Sejarah Konspirasi Kematian Putri Diana
Pada 1999, investigasi Prancis menyimpulkan bahwa Putri Diana meninggal akibat kecelakaan. Penyidik Prancis, Hakim Hervé Stephan menyimpulkan bahwa paparazzi berada agak berjauhan dari Mercedes S280 pada waktu kecelakaan juga tak bertanggung jawab melawan kematian tersebut.
Setelah mendengarkan bukti penyelidikan Inggris, hakim memutuskan pada 2008 “pembunuhan dalam luar hukum” oleh pengemudi Henri Paul kemudian paparazzi yang mana mengejar mobil tersebut.
“Selain itu, kematian mendiang disebabkan atau disumbangkan oleh fakta bahwa mendiang tak mengenakan sabuk pengaman serta oleh fakta bahwa Mercedes menabrak pilar pada terowongan Pont de l’Alma, alih-alih bertabrakan dengan sesuatu yang mana lain.
Yang berpartisipasi membantah versi resmi kejadian yang dimaksud adalah surat kabar tabloid Inggris, Daily Express kemudian pelaku bisnis Mesir, Mohamed Al-Fayed, yang digunakan putranya, Dodi adalah rekan Putri Diana pada waktu itu dan juga juga tewas di kecelakaan tersebut.
Pada 2003, kepala pelayan Diana, Paul Burrell menerbitkan sebuah catatan yang digunakan ia klaim telah dilakukan ditulis oleh Diana pada 1993, yang digunakan dalam dalamnya terdapat tuduhan bahwa suaminya “merencanakan ‘kecelakaan’ di dalam mobil [Diana], rem blong, dan juga cedera kepala serius” sehingga ia dapat menikah lagi.
Dia diduga telah lama mengungkapkan perasaan khawatir sama pada Oktober 1995 terhadap Lord Mishcon, pengacaranya bahwa “sumber terpercaya” telah lama memberitahunya “bahwa beliau lalu Camilla akan dikesampingkan” agar Charles menikahi Tiggy Legge-Bourke.

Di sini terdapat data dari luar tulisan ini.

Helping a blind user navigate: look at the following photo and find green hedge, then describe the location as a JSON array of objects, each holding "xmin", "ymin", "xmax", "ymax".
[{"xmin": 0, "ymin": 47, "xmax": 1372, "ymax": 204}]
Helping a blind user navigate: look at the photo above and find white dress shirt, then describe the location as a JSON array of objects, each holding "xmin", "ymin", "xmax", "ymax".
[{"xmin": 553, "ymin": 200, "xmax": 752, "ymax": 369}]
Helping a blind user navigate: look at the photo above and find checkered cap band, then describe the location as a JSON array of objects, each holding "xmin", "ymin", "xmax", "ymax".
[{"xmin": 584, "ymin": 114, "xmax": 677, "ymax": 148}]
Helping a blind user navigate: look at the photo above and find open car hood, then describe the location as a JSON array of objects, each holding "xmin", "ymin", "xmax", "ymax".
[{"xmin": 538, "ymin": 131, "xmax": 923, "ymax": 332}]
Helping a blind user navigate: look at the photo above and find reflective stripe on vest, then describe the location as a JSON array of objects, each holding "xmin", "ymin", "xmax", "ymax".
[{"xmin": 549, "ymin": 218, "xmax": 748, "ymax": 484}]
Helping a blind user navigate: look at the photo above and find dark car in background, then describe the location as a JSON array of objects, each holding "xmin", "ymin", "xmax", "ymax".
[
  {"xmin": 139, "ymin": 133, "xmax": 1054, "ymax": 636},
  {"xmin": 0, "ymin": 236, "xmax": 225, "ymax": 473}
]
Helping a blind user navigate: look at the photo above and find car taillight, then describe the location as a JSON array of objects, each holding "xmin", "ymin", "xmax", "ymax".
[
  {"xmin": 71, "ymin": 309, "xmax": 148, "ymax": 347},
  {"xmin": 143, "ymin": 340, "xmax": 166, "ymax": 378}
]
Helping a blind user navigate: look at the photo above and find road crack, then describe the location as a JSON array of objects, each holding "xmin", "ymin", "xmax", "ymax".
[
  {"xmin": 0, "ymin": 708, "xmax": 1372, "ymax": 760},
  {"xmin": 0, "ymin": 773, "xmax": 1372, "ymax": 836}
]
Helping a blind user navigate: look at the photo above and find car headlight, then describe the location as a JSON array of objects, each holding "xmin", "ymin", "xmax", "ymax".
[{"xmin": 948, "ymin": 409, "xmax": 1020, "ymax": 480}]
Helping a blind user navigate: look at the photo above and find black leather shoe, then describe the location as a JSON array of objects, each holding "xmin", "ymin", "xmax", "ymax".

Hingga 2002, Gereja Anglikan melarang orang yang mana bercerai untuk menikah lagi.
Sebuah pasukan investigasi khusus Kepolisian Metropolitan dibentuk pada 2004, Operasi Paget, yang dimaksud dipimpin oleh Komisaris John Stevens untuk menyelidiki berbagai teori konspirasi yang mengarah pada penyelidikan Inggris. Investigasi ini menyelidiki 175 klaim konspirasi yang mana sudah dibuat oleh Fayed. Pada 2005, Charles, sebagai saksi menyatakan terhadap Stevens bahwa beliau tiada tahu tentang catatan mantan istrinya dari 1995 lalu tidaklah dapat memahami mengapa ia memiliki perasaan tersebut.
Fayed terus-menerus mengemukakan apa yang dimaksud dianggap sebagai teori konspirasi di penyelidikan serta berulang kali mengklaim bahwa beliau yakin anaknya dibunuh bersatu Diana.